Tuesday 3 November 2015

Sir Antony van Dyck: At the Court of Charles I



Anthony van Dyck was born in Antwerp on 22 March 1599, to parents wealthy enough to indulge their son’s passion for art rather than encourage him to pursue a career in commerce or one of the professions – it was after all something he had a talent for.

By the age of 20, he was an assistant to the greatest and most admired glamourist of his day Peter Paul Rubens, and what he learned at his master’s knee would serve him well when in 1632 he became principal artist to the Royal Court of King Charles I in London.

Van Dyck’s remit appeared a simple one - to portray the Stuart Monarchy in all its grandeur and leave no one in doubt that its King reigned without equivocation as God’s Representative on Earth.

But it was easier said than done.

Charles I, very short and pitifully thin with a pallid complexion and sunken eyes cut a frail rather than an imposing figure and unlike previous portraits of Henry VIII for example, whose physicality and strength of character positively leap from the canvass Charles I, despite Van Dyck’s best efforts, would often seem to merge into the background and so the majestic presence of any depiction would need to be contrived and come from elsewhere – the background, the horse, the armour, even the hat.

But Charles was delighted with his work particularly the elegance he brought to the Stuart Court and the way he captured his wife Queen Henrietta Maria’s effervescent character, natural ebullience, and coquettish charm to compensate for her lack of grace and eye-catching beauty.

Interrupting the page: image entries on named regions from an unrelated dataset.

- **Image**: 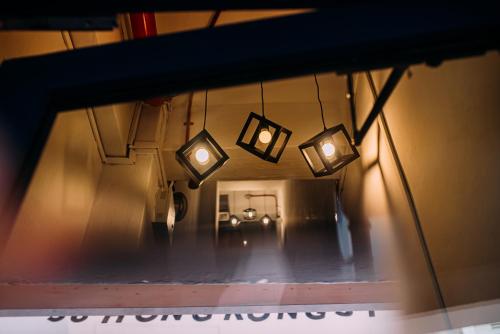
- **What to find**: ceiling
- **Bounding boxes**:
[163,73,350,180]
[156,10,350,180]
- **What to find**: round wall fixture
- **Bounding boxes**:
[174,192,188,223]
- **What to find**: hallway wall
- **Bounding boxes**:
[343,53,500,312]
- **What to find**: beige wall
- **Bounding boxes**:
[344,53,500,311]
[0,111,101,280]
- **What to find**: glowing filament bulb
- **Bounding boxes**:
[321,142,335,158]
[259,129,273,144]
[194,147,209,165]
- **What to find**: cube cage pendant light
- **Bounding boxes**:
[299,124,359,177]
[236,82,292,163]
[175,92,229,189]
[299,74,359,177]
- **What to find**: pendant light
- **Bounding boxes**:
[243,194,257,220]
[236,82,292,163]
[299,74,359,177]
[175,90,229,189]
[260,193,273,227]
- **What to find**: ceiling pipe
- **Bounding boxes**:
[184,10,221,143]
[130,12,165,107]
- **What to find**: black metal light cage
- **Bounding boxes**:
[236,112,292,163]
[299,124,359,177]
[175,129,229,188]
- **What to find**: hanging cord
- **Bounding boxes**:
[203,89,208,130]
[260,81,266,118]
[314,73,326,130]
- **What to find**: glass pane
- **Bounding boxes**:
[255,126,276,153]
[186,143,218,174]
[271,132,286,158]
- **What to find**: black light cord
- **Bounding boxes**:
[260,81,266,118]
[203,89,208,130]
[314,73,326,130]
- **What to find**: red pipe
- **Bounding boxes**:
[130,13,158,39]
[130,13,164,107]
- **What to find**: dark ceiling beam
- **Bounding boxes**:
[0,0,324,17]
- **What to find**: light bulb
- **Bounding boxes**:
[259,129,273,144]
[194,147,209,165]
[321,142,335,158]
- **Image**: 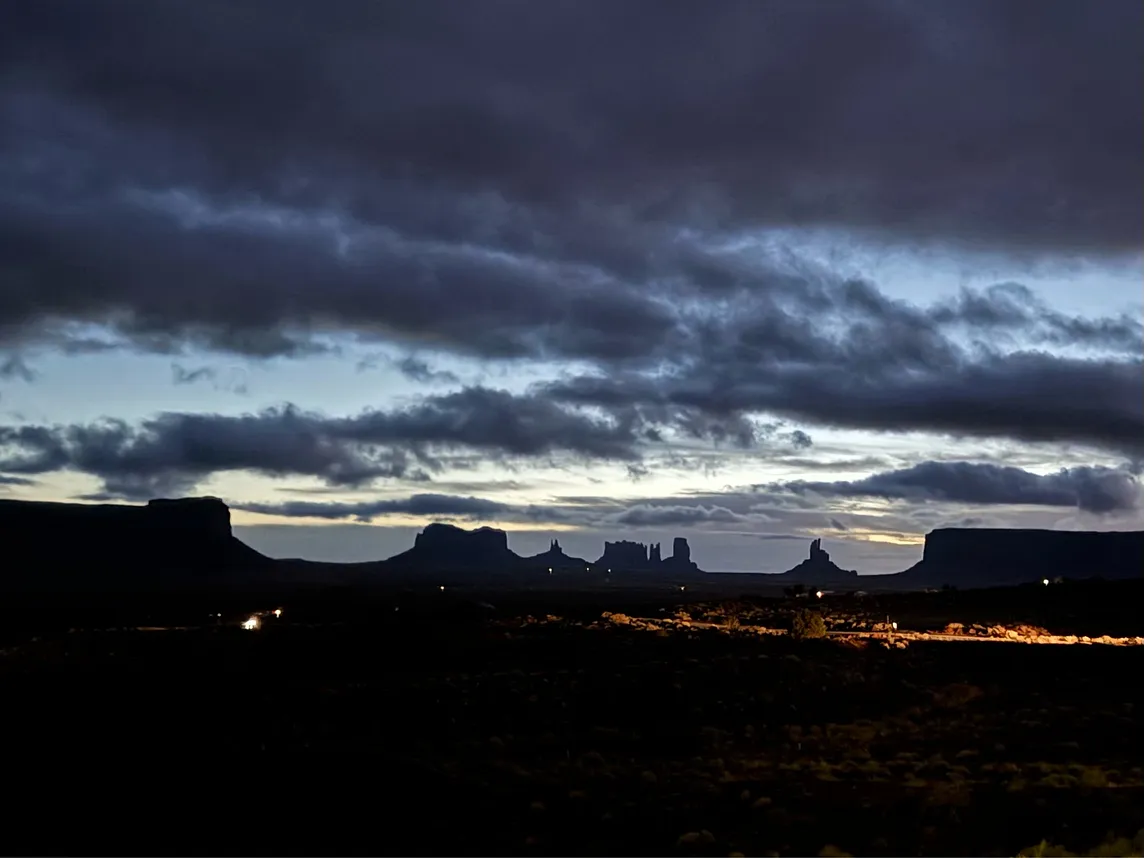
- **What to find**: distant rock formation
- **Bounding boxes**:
[386,523,521,572]
[0,498,267,589]
[596,539,652,572]
[522,539,591,572]
[885,527,1144,588]
[662,537,699,573]
[774,539,858,587]
[596,537,699,573]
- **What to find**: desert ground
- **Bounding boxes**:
[0,587,1144,856]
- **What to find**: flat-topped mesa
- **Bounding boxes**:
[896,527,1144,588]
[661,537,699,572]
[808,539,831,563]
[596,539,652,571]
[0,498,268,586]
[407,522,518,571]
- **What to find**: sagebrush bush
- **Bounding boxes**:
[791,609,826,641]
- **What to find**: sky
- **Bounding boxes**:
[0,0,1144,573]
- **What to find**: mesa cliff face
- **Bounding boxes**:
[596,537,699,573]
[895,527,1144,587]
[386,523,521,572]
[0,498,270,587]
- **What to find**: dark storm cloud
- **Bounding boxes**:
[243,494,516,522]
[0,0,1142,251]
[546,348,1144,455]
[784,462,1141,514]
[612,503,749,527]
[0,0,1144,464]
[0,388,654,498]
[0,355,35,382]
[170,364,217,384]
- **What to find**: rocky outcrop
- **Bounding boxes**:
[887,527,1144,588]
[522,539,591,572]
[386,523,521,572]
[0,498,271,589]
[662,537,699,574]
[596,539,652,572]
[774,539,858,587]
[596,537,699,574]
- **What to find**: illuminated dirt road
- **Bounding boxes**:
[631,617,1144,646]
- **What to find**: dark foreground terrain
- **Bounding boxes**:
[0,594,1144,856]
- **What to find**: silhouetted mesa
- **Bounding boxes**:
[893,527,1144,588]
[523,539,591,572]
[596,537,699,574]
[386,523,521,572]
[657,537,699,572]
[0,498,267,589]
[776,539,858,587]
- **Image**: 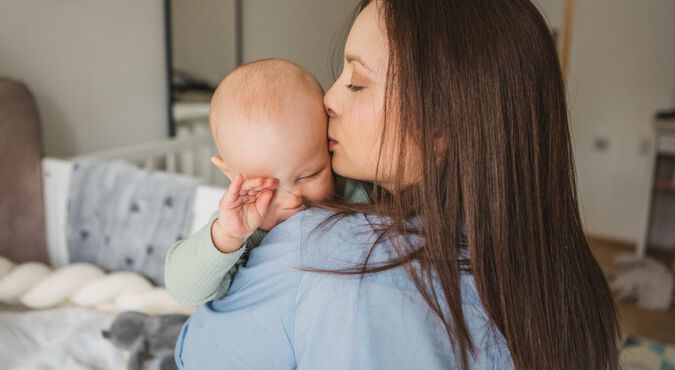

Indeed, he was to paint the King some forty times and his wife and children a further thirty times.

In late 1632, Van Dyck was knighted and awarded a substantial annual pension of £200 which along with his many private commissions from prominent people of the time such as Archbishop Laud, the Earl of Strafford, and the architect Inigo Jones made him a very wealthy man.

Sir Anthony van Dyck was to spend most of the next decade in London where he became one of the foremost propagandists for the King in his on-going dispute with parliament and is credited with creating the dashing image of the cavalier that was to so much define the opposing sides in the coming civil war.

But he was not to witness the crumbling of the seemingly indestructible edifice he had done so much to create.
Having returned to London following a journey to Flanders that had seen him fall ill he died on 9 December 1641, aged 42, and just 8 months before the Royal Court he had depicted with such grace and elegance would be consumed by conflict.

His death, which had been unexpected, profoundly shook Charles I, a sensitive man who deeply felt the loss of any friend or ally.

Such ill-tidings he often took to be a bad omen.